Steffensen's method

In numerical analysis, Steffensen's method is a root-finding method, similar to Newton's method, named after Johan Frederik Steffensen. Steffensen's method also achieves quadratic convergence, but without using derivatives as Newton's method does.

Simple description

The simplest form of the formula for Steffensen's method occurs when it is used to find the zeros, or roots, of a function f ; that is: to find the value x_\star that satisfies f(x_\star)=0 . Near the solution x_\star , the function f is supposed to approximately satisfy -1 < f'(x_\star) < 0 ; this condition makes the function f adequate as a correction for finding its own solution, although it is not required to work efficiently. For some functions, Steffensen's method can work even if this condition is not met, but in such a case, the starting value x_0\ must be very close to the actual solution x_\star , and convergence to the solution may be slow.

Given an adequate starting value x_0\  , a sequence of values x_0,\ x_1,\ x_2,\dots,\ x_n,\dots can be generated using the formula below. When it works, each value in the sequence is much closer to the solution x_\star than the prior value. The value x_n\ from the current step generates the value x_{n+1}\ for the next step, via this formula:[1]

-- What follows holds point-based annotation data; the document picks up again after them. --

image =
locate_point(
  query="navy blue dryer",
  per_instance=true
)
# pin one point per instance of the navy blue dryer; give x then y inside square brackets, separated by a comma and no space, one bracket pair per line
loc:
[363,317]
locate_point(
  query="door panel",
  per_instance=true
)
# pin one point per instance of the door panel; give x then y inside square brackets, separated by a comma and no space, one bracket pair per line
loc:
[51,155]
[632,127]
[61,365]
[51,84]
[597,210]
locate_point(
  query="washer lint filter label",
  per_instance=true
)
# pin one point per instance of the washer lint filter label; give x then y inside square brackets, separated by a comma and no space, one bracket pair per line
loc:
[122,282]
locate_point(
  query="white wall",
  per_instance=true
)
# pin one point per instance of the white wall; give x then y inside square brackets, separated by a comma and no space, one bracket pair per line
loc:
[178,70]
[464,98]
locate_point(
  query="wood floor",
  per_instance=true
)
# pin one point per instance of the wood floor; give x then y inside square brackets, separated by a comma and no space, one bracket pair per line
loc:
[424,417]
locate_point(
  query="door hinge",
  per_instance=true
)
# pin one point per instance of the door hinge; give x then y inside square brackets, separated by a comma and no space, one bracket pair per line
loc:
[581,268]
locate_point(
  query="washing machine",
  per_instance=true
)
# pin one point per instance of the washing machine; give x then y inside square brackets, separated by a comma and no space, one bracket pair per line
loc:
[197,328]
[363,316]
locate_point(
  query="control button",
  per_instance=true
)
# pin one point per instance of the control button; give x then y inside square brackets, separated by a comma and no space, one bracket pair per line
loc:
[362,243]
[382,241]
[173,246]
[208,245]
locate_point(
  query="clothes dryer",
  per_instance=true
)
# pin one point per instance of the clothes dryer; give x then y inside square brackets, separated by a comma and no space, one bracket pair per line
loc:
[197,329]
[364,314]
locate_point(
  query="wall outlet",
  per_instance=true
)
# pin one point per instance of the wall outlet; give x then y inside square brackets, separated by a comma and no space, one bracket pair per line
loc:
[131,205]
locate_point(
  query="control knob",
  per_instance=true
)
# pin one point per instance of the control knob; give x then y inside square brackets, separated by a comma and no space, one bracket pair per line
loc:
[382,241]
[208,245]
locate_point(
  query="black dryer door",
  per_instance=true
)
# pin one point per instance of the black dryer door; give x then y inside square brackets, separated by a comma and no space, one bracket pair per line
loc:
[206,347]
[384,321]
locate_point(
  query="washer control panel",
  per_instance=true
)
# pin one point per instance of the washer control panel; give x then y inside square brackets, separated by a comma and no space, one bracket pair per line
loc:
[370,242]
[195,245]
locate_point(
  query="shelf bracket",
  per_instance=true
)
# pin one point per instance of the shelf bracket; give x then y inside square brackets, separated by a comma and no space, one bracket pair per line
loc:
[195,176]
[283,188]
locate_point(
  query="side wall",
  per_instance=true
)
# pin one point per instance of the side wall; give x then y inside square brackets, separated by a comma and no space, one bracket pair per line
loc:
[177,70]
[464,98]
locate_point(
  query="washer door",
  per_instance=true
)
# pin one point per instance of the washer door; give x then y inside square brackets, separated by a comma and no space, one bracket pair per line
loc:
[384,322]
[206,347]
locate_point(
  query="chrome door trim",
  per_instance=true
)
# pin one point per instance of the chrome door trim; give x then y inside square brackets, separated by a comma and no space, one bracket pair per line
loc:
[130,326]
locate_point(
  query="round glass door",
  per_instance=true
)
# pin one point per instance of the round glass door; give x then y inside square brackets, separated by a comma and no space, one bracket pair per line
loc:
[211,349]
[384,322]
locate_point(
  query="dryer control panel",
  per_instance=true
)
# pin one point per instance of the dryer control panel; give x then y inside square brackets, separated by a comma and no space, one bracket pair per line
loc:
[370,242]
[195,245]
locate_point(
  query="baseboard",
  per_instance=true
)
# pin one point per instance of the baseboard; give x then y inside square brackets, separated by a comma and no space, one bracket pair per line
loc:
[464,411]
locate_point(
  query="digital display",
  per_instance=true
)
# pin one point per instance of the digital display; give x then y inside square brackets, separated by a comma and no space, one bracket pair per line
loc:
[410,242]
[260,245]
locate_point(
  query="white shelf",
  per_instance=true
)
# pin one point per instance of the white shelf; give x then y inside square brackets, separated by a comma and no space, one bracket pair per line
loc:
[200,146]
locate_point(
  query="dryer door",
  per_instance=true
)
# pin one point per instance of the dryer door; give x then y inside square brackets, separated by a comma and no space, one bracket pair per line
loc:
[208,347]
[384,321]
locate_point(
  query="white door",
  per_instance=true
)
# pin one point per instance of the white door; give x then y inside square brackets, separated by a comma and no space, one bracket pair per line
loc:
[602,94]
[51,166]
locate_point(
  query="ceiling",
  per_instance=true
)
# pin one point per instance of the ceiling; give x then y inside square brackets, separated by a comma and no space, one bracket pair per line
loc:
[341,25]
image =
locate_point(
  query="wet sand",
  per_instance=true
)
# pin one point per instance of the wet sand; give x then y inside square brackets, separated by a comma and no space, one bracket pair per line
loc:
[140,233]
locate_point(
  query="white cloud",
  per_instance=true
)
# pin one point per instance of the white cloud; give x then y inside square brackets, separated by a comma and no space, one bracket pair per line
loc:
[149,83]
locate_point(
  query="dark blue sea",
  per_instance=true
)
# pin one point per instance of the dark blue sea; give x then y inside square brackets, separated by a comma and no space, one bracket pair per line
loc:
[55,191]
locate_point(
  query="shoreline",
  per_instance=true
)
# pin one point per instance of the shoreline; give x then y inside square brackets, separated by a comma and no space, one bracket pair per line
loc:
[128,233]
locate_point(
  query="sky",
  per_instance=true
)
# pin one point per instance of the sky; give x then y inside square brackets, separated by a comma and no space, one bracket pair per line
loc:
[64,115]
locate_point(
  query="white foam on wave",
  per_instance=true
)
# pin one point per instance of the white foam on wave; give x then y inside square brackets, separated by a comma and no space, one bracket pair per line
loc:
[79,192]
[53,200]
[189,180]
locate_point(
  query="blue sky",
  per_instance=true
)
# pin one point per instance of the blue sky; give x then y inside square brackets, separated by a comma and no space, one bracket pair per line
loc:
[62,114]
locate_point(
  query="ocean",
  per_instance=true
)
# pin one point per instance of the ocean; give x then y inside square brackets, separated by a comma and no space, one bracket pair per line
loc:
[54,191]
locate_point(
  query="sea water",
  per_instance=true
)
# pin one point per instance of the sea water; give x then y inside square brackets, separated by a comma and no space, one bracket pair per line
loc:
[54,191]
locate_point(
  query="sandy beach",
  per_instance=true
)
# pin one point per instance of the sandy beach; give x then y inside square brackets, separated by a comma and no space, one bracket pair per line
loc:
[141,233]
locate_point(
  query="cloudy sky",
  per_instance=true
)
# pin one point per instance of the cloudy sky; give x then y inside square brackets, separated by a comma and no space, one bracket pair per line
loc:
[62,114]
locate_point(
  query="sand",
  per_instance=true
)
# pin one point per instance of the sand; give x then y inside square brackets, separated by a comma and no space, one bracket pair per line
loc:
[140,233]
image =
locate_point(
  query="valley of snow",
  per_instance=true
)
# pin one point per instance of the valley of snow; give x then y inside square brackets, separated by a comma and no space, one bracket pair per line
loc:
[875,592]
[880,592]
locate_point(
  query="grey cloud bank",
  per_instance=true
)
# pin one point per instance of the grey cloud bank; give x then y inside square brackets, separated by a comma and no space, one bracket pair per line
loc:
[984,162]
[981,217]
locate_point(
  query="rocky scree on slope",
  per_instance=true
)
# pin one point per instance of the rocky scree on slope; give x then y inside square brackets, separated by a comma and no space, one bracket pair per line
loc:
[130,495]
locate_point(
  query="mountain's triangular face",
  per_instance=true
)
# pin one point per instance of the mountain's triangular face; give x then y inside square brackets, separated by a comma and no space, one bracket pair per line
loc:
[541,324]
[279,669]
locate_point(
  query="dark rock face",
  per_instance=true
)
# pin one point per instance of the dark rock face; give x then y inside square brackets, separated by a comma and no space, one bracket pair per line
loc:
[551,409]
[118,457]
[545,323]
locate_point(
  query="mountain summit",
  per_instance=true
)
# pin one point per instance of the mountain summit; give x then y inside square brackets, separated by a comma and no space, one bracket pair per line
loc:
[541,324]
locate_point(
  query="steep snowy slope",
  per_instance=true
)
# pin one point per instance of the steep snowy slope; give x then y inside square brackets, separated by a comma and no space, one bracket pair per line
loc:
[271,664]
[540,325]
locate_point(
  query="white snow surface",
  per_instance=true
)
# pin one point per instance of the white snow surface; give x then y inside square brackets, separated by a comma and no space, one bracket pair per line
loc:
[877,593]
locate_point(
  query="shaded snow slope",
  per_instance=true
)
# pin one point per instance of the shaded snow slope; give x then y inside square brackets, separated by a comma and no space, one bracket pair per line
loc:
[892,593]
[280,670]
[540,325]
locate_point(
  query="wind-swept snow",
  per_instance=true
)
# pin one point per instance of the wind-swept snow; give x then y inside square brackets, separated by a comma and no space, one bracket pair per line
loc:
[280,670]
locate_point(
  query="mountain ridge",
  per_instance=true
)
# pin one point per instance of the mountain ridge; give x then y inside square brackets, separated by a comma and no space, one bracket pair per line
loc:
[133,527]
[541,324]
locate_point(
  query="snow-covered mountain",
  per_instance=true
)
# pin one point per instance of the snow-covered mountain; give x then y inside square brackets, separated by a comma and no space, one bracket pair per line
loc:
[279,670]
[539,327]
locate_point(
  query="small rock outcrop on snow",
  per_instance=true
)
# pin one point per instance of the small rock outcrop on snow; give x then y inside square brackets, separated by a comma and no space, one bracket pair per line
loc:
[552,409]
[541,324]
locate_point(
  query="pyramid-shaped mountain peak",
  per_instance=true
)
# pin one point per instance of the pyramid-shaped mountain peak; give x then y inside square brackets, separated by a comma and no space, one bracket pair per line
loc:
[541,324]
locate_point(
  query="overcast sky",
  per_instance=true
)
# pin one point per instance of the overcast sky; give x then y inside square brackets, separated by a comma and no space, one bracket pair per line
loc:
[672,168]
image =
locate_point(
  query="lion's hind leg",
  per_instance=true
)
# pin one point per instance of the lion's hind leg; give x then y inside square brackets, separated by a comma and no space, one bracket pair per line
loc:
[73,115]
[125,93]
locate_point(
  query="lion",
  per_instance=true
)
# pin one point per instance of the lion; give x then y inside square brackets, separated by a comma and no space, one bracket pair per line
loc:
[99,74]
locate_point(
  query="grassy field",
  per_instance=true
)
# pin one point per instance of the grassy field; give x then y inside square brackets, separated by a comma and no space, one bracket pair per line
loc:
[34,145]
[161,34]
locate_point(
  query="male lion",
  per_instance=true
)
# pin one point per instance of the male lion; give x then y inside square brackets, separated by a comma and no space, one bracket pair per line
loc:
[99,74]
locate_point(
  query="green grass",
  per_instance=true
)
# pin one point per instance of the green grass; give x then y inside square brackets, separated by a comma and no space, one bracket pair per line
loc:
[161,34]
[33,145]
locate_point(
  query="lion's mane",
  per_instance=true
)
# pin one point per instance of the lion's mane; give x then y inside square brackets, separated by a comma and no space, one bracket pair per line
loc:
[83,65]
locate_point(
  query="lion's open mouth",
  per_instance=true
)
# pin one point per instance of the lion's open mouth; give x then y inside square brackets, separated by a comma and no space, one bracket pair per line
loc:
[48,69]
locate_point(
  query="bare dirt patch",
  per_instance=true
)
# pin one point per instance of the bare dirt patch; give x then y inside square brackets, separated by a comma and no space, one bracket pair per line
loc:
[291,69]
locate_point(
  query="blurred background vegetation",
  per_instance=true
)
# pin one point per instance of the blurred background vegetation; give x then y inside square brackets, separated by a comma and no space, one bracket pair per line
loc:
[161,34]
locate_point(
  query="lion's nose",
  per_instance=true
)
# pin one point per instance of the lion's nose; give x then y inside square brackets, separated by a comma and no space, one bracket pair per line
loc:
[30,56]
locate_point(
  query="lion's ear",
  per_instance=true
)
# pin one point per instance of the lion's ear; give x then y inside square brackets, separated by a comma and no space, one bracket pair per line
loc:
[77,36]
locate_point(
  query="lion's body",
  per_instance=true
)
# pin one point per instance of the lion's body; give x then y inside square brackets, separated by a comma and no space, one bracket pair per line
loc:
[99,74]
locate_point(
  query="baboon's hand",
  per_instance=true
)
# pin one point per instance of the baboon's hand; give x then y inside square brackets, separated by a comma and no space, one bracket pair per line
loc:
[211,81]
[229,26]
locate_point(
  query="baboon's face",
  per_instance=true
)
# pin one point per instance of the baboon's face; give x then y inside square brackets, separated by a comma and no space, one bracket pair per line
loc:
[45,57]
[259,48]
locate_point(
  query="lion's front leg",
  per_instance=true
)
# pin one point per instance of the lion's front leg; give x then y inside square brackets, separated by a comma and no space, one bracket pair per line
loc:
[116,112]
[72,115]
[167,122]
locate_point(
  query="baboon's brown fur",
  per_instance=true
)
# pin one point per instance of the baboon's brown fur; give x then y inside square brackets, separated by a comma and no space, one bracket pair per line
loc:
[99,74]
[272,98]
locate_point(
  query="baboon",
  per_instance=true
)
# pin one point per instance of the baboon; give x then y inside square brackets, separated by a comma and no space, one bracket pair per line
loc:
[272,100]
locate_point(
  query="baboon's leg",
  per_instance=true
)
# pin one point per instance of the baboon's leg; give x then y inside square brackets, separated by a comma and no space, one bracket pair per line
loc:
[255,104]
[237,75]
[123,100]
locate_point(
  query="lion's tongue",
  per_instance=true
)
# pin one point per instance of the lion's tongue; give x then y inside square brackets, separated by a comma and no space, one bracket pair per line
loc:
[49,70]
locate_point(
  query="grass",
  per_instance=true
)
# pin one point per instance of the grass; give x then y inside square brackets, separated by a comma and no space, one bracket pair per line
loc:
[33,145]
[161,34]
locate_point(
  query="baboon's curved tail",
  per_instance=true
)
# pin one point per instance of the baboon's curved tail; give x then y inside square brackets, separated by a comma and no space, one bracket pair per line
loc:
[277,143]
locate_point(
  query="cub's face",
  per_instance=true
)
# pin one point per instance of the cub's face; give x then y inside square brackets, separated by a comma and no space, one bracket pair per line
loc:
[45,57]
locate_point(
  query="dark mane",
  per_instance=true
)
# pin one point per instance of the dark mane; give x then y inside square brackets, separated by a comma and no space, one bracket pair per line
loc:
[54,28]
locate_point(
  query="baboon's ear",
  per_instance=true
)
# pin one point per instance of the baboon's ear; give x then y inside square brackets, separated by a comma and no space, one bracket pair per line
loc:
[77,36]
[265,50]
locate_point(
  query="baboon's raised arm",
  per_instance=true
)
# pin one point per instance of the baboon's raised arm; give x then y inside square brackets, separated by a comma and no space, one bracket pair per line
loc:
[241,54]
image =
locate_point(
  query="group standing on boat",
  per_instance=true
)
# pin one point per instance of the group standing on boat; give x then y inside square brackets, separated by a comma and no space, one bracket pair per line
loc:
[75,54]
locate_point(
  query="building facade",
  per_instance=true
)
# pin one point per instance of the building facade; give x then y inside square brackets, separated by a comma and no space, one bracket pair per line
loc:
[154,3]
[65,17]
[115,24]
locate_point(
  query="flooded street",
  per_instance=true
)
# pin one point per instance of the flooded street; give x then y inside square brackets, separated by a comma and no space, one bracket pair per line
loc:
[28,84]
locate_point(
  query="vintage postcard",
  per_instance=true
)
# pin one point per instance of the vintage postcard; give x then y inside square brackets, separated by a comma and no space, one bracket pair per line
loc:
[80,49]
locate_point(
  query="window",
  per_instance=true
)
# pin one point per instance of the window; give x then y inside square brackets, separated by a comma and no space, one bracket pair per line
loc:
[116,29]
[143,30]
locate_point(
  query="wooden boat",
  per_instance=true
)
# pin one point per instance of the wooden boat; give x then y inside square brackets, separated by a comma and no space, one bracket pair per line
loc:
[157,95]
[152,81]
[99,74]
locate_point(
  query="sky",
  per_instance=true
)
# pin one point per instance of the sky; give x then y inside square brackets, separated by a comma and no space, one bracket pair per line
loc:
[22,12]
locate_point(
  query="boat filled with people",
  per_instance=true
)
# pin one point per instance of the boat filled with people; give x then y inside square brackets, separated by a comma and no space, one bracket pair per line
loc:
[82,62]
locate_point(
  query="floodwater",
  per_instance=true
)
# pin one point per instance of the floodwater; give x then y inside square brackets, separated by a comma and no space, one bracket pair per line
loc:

x_{n+1} = x_n - \frac{f(x_n)}{g(x_n)}

for n = 0, 1, 2, 3, ... , where the slope function g(x_n) is a composite of the original function f given by the following formula:

g(x_n) = \frac{f(x_n + f(x_n)) - f(x_n)}{f(x_n)}.

The function g is the average value for the slope of the function f between the last sequence point (x,y) = ( x_n,\ f(x_n) ) and the auxiliary point (x,y)=( x_n + h,\ f(x_n + h) ) , with the step h=f(x_n)\  . It is also called the first-order divided difference of f between those two points.

It is only for the purpose of finding h for this auxiliary point that the value of the function f must be an adequate correction to get closer to its own solution, and for that reason fulfill the requirement that -1 < f'(x_\star) < 0  . For all other parts of the calculation, Steffensen's method only requires the function f to be continuous and to actually have a nearby solution. Several modest modifications of the step h in the slope calculation g exist to accommodate functions f that do not quite meet the requirement.

Advantages and drawbacks

The main advantage of Steffensen's method is that it has quadratic convergence like Newton's method that is, both methods find roots to an equation f just as ‘quickly’. In this case quickly means that for both methods, the number of correct digits in the answer doubles with each step. But the formula for Newton's method requires a separate function for the derivative; Steffensen's method does not. So Steffensen's method can be programmed for a generic function, as long as that function meets the constraints mentioned above.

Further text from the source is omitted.